Thread overview
Re: Proposed Phobos equivalent of wcswidth()
Jan 15, 2018
H. S. Teoh
Jan 16, 2018
Dmitry Olshansky
Jan 16, 2018
H. S. Teoh
Jan 17, 2018
Dmitry Olshansky
Jan 17, 2018
H. S. Teoh
Jan 18, 2018
Dmitry Olshansky
Jan 19, 2018
H. S. Teoh
Jan 20, 2018
Dmitry Olshansky
January 15, 2018
On Sat, Jan 13, 2018 at 09:26:52AM -0800, H. S. Teoh via Digitalmars-d wrote: [...]
> 	https://github.com/quickfur/strwidth
[...]

One thing I'm seeking help with, and this is mainly directed at Dmitry Olshansky but can be anyone here who knows the internal workings of std.uni well enough, is how to transform the Trie generated by the static ctor into compile-time TrieNode declarations.  This is one blocker for my turning this code into a Phobos PR, because I don't want to incur the cost of initializing this trie at runtime.

Also, on a related note, there exist nicer interfaces in std.uni for constructing Tries that map ranges of codepoints to non-boolean values, but none of these are available publicly.  The current implementation in strwidth only uses the public API of std.uni, so the construction of the trie is pretty horrendous (looping over individual codepoints and creating an AA of individual codepoints -- including very large ranges like the entire Unicode plane 2).  I wonder if some of these facilities should be made public so that user code that needs to construct codepoint tries that include large ranges of codepoints can do so more efficiently.


T

-- 
This sentence is false.
January 16, 2018
On Monday, 15 January 2018 at 19:52:07 UTC, H. S. Teoh wrote:
> On Sat, Jan 13, 2018 at 09:26:52AM -0800, H. S. Teoh via Digitalmars-d wrote: [...]
>> 	https://github.com/quickfur/strwidth
> [...]
>
> One thing I'm seeking help with, and this is mainly directed at Dmitry Olshansky but can be anyone here who knows the internal workings of std.uni well enough, is how to transform the Trie generated by the static ctor into compile-time TrieNode declarations.  This is one blocker for my turning this code into a Phobos PR, because I don't want to incur the cost of initializing this trie at runtime.
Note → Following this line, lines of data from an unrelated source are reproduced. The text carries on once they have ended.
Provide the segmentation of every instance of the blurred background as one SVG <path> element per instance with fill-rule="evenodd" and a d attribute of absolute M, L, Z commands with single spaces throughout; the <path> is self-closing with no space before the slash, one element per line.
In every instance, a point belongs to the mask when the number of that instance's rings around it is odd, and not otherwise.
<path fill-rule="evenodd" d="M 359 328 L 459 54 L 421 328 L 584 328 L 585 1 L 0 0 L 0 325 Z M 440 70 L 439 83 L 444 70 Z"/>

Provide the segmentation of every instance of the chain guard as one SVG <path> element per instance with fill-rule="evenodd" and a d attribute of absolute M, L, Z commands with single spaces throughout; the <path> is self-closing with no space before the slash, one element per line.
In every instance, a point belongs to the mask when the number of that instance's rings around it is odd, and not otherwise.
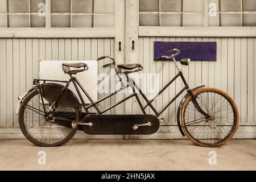
<path fill-rule="evenodd" d="M 91 122 L 93 125 L 80 126 L 81 129 L 89 134 L 152 134 L 158 130 L 159 121 L 151 114 L 90 114 L 85 116 L 82 123 Z M 134 130 L 134 125 L 150 122 L 151 126 L 139 126 Z"/>

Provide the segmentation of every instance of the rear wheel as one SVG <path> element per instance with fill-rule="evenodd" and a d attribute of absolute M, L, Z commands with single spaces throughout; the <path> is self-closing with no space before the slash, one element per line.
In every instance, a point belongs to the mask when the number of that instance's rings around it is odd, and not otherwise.
<path fill-rule="evenodd" d="M 49 104 L 44 100 L 46 110 Z M 68 142 L 76 133 L 71 123 L 57 124 L 54 117 L 79 121 L 79 109 L 76 107 L 56 106 L 51 119 L 46 118 L 40 94 L 34 90 L 23 101 L 19 112 L 19 123 L 25 136 L 32 143 L 43 147 L 57 146 Z"/>
<path fill-rule="evenodd" d="M 225 92 L 212 88 L 194 92 L 201 108 L 211 117 L 205 117 L 196 109 L 189 96 L 181 108 L 181 122 L 186 135 L 204 147 L 218 147 L 226 143 L 236 133 L 239 123 L 238 111 L 233 99 Z"/>

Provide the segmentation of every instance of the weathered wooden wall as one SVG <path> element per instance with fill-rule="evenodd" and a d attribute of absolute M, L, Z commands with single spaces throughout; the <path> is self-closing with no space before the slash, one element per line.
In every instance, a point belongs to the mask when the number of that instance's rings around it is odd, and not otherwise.
<path fill-rule="evenodd" d="M 143 73 L 158 73 L 159 88 L 176 73 L 172 61 L 153 61 L 154 41 L 216 41 L 217 61 L 192 61 L 184 73 L 191 88 L 201 83 L 228 92 L 235 100 L 240 114 L 240 127 L 236 138 L 255 138 L 256 39 L 249 38 L 139 38 L 139 60 Z M 114 39 L 0 39 L 0 138 L 22 138 L 15 114 L 17 96 L 32 86 L 38 77 L 39 63 L 43 60 L 95 60 L 104 55 L 114 55 Z M 98 72 L 109 74 L 109 68 L 99 62 Z M 159 110 L 182 86 L 181 80 L 163 92 L 154 102 Z M 98 98 L 104 94 L 98 94 Z M 106 108 L 122 97 L 109 98 L 100 105 Z M 79 133 L 76 138 L 180 138 L 176 125 L 176 110 L 181 96 L 160 117 L 159 131 L 151 135 L 89 136 Z M 134 101 L 118 106 L 108 113 L 141 113 Z M 147 110 L 150 111 L 149 109 Z"/>

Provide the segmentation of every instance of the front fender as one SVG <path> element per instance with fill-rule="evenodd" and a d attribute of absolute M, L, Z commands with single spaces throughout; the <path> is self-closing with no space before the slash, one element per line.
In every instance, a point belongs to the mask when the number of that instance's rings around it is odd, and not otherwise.
<path fill-rule="evenodd" d="M 205 85 L 204 84 L 202 84 L 202 85 L 200 85 L 199 86 L 197 86 L 192 89 L 191 90 L 195 91 L 200 88 L 204 87 L 205 86 Z M 185 101 L 185 100 L 187 98 L 187 97 L 188 97 L 188 96 L 189 96 L 189 93 L 187 93 L 185 95 L 185 96 L 183 97 L 181 101 L 180 101 L 180 105 L 179 105 L 179 107 L 177 110 L 177 125 L 179 127 L 179 129 L 180 130 L 180 131 L 183 136 L 185 136 L 185 134 L 184 133 L 181 125 L 180 124 L 180 110 L 181 110 L 181 107 L 182 107 L 182 105 L 183 105 L 184 102 Z"/>

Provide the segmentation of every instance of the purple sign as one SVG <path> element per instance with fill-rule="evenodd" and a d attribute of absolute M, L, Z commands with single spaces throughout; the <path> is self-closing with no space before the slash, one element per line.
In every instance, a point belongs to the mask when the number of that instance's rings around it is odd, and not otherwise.
<path fill-rule="evenodd" d="M 181 53 L 176 57 L 177 60 L 185 57 L 195 61 L 216 61 L 217 44 L 216 42 L 159 42 L 154 45 L 154 59 L 161 56 L 171 55 L 166 51 L 177 48 Z M 162 60 L 171 60 L 163 59 Z"/>

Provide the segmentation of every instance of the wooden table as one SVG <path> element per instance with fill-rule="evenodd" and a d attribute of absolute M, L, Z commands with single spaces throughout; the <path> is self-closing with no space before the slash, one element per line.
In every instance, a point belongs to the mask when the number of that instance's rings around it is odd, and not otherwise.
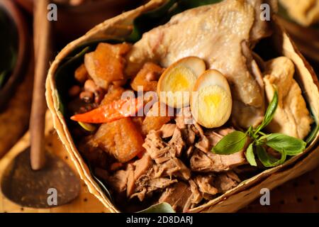
<path fill-rule="evenodd" d="M 76 172 L 67 151 L 53 130 L 50 115 L 47 114 L 46 148 L 64 159 Z M 0 172 L 13 157 L 29 145 L 30 135 L 27 133 L 19 142 L 0 160 Z M 90 194 L 82 182 L 79 196 L 69 204 L 48 209 L 21 207 L 0 194 L 0 212 L 108 212 L 102 204 Z M 319 168 L 290 181 L 270 194 L 270 206 L 262 206 L 259 199 L 240 212 L 319 212 Z"/>
<path fill-rule="evenodd" d="M 46 129 L 45 129 L 45 142 L 46 150 L 55 153 L 60 158 L 63 159 L 70 167 L 77 172 L 72 160 L 69 158 L 67 151 L 57 137 L 55 131 L 53 130 L 50 114 L 47 113 Z M 12 159 L 20 152 L 29 146 L 30 134 L 28 132 L 13 148 L 12 149 L 0 160 L 0 173 L 4 171 L 5 167 Z M 21 207 L 8 199 L 5 198 L 0 193 L 0 212 L 35 212 L 35 213 L 57 213 L 57 212 L 108 212 L 108 210 L 91 193 L 89 193 L 85 184 L 81 182 L 81 193 L 79 196 L 73 201 L 71 204 L 58 206 L 52 209 L 30 209 Z"/>

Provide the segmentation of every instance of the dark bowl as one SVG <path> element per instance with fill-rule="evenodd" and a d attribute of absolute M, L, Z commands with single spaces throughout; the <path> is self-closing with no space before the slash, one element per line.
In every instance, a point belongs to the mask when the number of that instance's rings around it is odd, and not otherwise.
<path fill-rule="evenodd" d="M 14 93 L 16 85 L 22 81 L 24 76 L 23 72 L 28 54 L 28 42 L 29 39 L 27 25 L 25 22 L 26 18 L 12 1 L 1 0 L 0 11 L 6 28 L 6 31 L 1 31 L 1 35 L 4 36 L 0 41 L 4 42 L 1 43 L 1 46 L 12 45 L 13 48 L 11 50 L 15 56 L 15 60 L 12 61 L 11 67 L 6 63 L 8 73 L 0 87 L 0 110 L 2 110 Z M 13 57 L 10 55 L 7 55 L 7 52 L 3 50 L 0 53 L 0 57 L 2 60 L 5 60 L 5 61 L 10 60 L 8 58 Z"/>

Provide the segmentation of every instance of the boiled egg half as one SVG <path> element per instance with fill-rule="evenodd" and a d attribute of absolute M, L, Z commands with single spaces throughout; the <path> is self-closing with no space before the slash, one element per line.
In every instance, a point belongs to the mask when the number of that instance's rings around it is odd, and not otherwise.
<path fill-rule="evenodd" d="M 206 71 L 196 82 L 194 92 L 191 109 L 195 120 L 208 128 L 225 124 L 230 116 L 233 101 L 224 75 L 215 70 Z"/>
<path fill-rule="evenodd" d="M 189 106 L 195 83 L 205 70 L 204 61 L 197 57 L 186 57 L 172 64 L 157 84 L 161 101 L 174 108 Z"/>

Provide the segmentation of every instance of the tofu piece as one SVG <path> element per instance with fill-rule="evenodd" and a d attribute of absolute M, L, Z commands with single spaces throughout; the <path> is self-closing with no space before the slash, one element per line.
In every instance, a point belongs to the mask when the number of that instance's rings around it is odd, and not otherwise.
<path fill-rule="evenodd" d="M 130 160 L 144 150 L 140 131 L 130 118 L 102 124 L 94 135 L 94 141 L 120 162 Z"/>

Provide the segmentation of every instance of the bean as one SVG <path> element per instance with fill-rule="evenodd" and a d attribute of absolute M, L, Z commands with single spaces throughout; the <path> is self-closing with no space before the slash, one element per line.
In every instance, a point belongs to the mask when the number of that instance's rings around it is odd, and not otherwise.
<path fill-rule="evenodd" d="M 145 76 L 147 81 L 156 81 L 160 78 L 160 74 L 156 72 L 149 72 Z"/>
<path fill-rule="evenodd" d="M 80 93 L 79 98 L 86 103 L 91 103 L 93 101 L 94 94 L 93 92 L 85 91 Z"/>
<path fill-rule="evenodd" d="M 77 96 L 81 92 L 81 88 L 79 87 L 79 86 L 77 85 L 74 85 L 72 86 L 69 90 L 69 95 L 71 97 L 75 97 L 76 96 Z"/>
Checkout my horribly named repo gsoc-uni-benchmark:

https://github.com/DmitryOlshansky/gsoc-bench-2012/blob/master/gen_uni.d

This is what generates unicode tables.
Need to revise it, as folks were delicate enough to hand-patch auto-generated code in Phobos.
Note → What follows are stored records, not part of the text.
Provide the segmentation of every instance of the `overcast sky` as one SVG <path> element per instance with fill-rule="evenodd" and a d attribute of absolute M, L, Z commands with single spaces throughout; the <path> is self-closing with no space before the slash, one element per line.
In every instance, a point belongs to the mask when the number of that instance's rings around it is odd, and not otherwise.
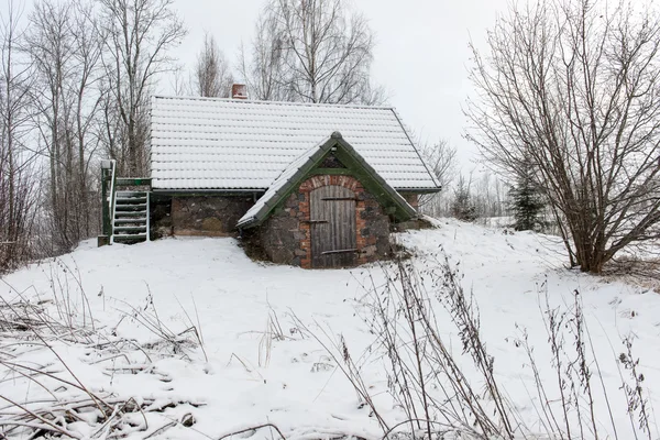
<path fill-rule="evenodd" d="M 191 66 L 204 32 L 212 33 L 234 62 L 238 47 L 253 36 L 264 0 L 176 0 L 189 34 L 182 61 Z M 389 103 L 422 140 L 448 139 L 460 151 L 464 172 L 475 167 L 475 148 L 461 138 L 461 112 L 471 86 L 466 65 L 470 38 L 483 46 L 486 29 L 507 0 L 353 0 L 376 35 L 373 76 Z M 165 86 L 165 85 L 164 85 Z"/>

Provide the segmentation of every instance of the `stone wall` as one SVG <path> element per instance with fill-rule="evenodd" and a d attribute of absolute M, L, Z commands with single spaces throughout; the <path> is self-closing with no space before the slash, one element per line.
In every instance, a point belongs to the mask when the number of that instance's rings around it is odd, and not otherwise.
<path fill-rule="evenodd" d="M 268 260 L 278 264 L 311 267 L 309 194 L 321 186 L 338 185 L 355 193 L 358 264 L 383 260 L 389 254 L 389 217 L 376 199 L 351 176 L 314 176 L 292 194 L 266 220 L 256 240 Z M 254 237 L 253 237 L 254 238 Z"/>
<path fill-rule="evenodd" d="M 170 229 L 175 235 L 230 237 L 254 205 L 252 196 L 177 196 L 172 198 Z"/>
<path fill-rule="evenodd" d="M 406 199 L 408 205 L 419 212 L 419 195 L 417 193 L 399 193 Z"/>

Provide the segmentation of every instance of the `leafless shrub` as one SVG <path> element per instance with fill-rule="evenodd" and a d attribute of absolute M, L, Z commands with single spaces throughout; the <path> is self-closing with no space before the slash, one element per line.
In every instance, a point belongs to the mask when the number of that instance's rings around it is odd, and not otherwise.
<path fill-rule="evenodd" d="M 0 371 L 3 377 L 36 387 L 41 392 L 31 399 L 18 402 L 0 394 L 0 437 L 2 438 L 112 438 L 138 436 L 150 438 L 183 425 L 190 427 L 194 418 L 170 420 L 154 418 L 164 409 L 190 402 L 163 402 L 142 396 L 119 396 L 105 387 L 85 383 L 76 369 L 61 355 L 61 346 L 86 349 L 82 362 L 96 365 L 110 377 L 118 374 L 156 375 L 162 382 L 172 378 L 153 364 L 154 355 L 178 354 L 201 340 L 197 328 L 183 333 L 169 330 L 157 317 L 150 299 L 145 310 L 133 309 L 134 319 L 161 338 L 161 342 L 139 343 L 117 336 L 117 327 L 98 328 L 94 323 L 77 271 L 67 265 L 52 265 L 52 298 L 29 297 L 11 286 L 13 299 L 0 297 Z M 190 337 L 193 334 L 193 337 Z M 165 350 L 164 350 L 165 346 Z M 28 354 L 46 351 L 47 363 L 35 363 Z M 161 421 L 165 420 L 163 425 Z M 156 424 L 154 425 L 154 420 Z M 84 435 L 72 424 L 87 424 L 90 435 Z"/>
<path fill-rule="evenodd" d="M 497 381 L 496 360 L 484 342 L 479 308 L 474 298 L 463 290 L 462 275 L 449 260 L 440 258 L 422 271 L 418 271 L 413 261 L 397 261 L 383 268 L 384 285 L 376 285 L 371 278 L 372 284 L 363 286 L 367 292 L 365 304 L 371 310 L 367 322 L 381 348 L 378 353 L 387 361 L 389 392 L 406 414 L 404 424 L 392 424 L 380 415 L 343 337 L 332 342 L 336 338 L 320 326 L 317 324 L 316 334 L 299 326 L 332 355 L 361 399 L 378 415 L 385 438 L 397 432 L 425 439 L 448 436 L 600 439 L 608 435 L 619 438 L 623 427 L 617 426 L 610 395 L 622 394 L 619 389 L 608 388 L 601 375 L 601 363 L 591 342 L 579 292 L 574 293 L 571 304 L 551 307 L 546 290 L 540 312 L 547 343 L 537 346 L 536 352 L 526 329 L 519 329 L 520 337 L 513 340 L 516 348 L 525 351 L 526 367 L 532 372 L 536 398 L 530 397 L 538 421 L 531 429 L 516 410 L 517 403 L 509 399 Z M 451 322 L 457 330 L 461 354 L 452 352 L 451 341 L 439 330 L 440 321 Z M 654 428 L 642 387 L 645 376 L 632 355 L 631 341 L 625 339 L 624 345 L 626 350 L 619 355 L 619 362 L 630 377 L 625 380 L 622 373 L 622 389 L 631 424 L 637 420 L 632 431 L 636 437 L 650 436 Z M 550 354 L 550 370 L 536 360 L 541 349 Z M 548 377 L 553 381 L 549 382 Z M 609 424 L 612 432 L 604 432 L 604 422 Z"/>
Maybe make some of that user-acessible.

>
> T

January 16, 2018
On Tue, Jan 16, 2018 at 05:49:11PM +0000, Dmitry Olshansky via Digitalmars-d wrote:
> On Monday, 15 January 2018 at 19:52:07 UTC, H. S. Teoh wrote:
[...]
> > One thing I'm seeking help with, and this is mainly directed at Dmitry Olshansky but can be anyone here who knows the internal workings of std.uni well enough, is how to transform the Trie generated by the static ctor into compile-time TrieNode declarations.  This is one blocker for my turning this code into a Phobos PR, because I don't want to incur the cost of initializing this trie at runtime.
> 
> 
> Checkout my horribly named repo gsoc-uni-benchmark:
> 
> https://github.com/DmitryOlshansky/gsoc-bench-2012/blob/master/gen_uni.d
> 
> This is what generates unicode tables.
> Need to revise it, as folks were delicate enough to hand-patch
> auto-generated code in Phobos.
> 
> Maybe make some of that user-acessible.
[...]

Whoa. There's some pretty cool stuff in there!  Thanks, I've started experimenting with pre-generating the width table.  Pretty neat. There's a lot of hidden gems in std.uni that I never knew existed, hidden away under `private`. :-D

One thing, though: I think it would benefit us all if we could import at least gen_uni into Phobos, so that in the future when we need to update std.uni to a new version of Unicode, it can be (mostly) automated.  It's better to have the tools to generate the tables in Phobos itself, than to be dependent on an external repo that may go out-of-sync eventually.

When I get around to making a PR for strwidth AKA displayWidth, the plan is to check-in compileWidth.d in some form into Phobos somewhere, so that somebody else can pick it up and improve the implementation in the future if I'm not around / unavailable.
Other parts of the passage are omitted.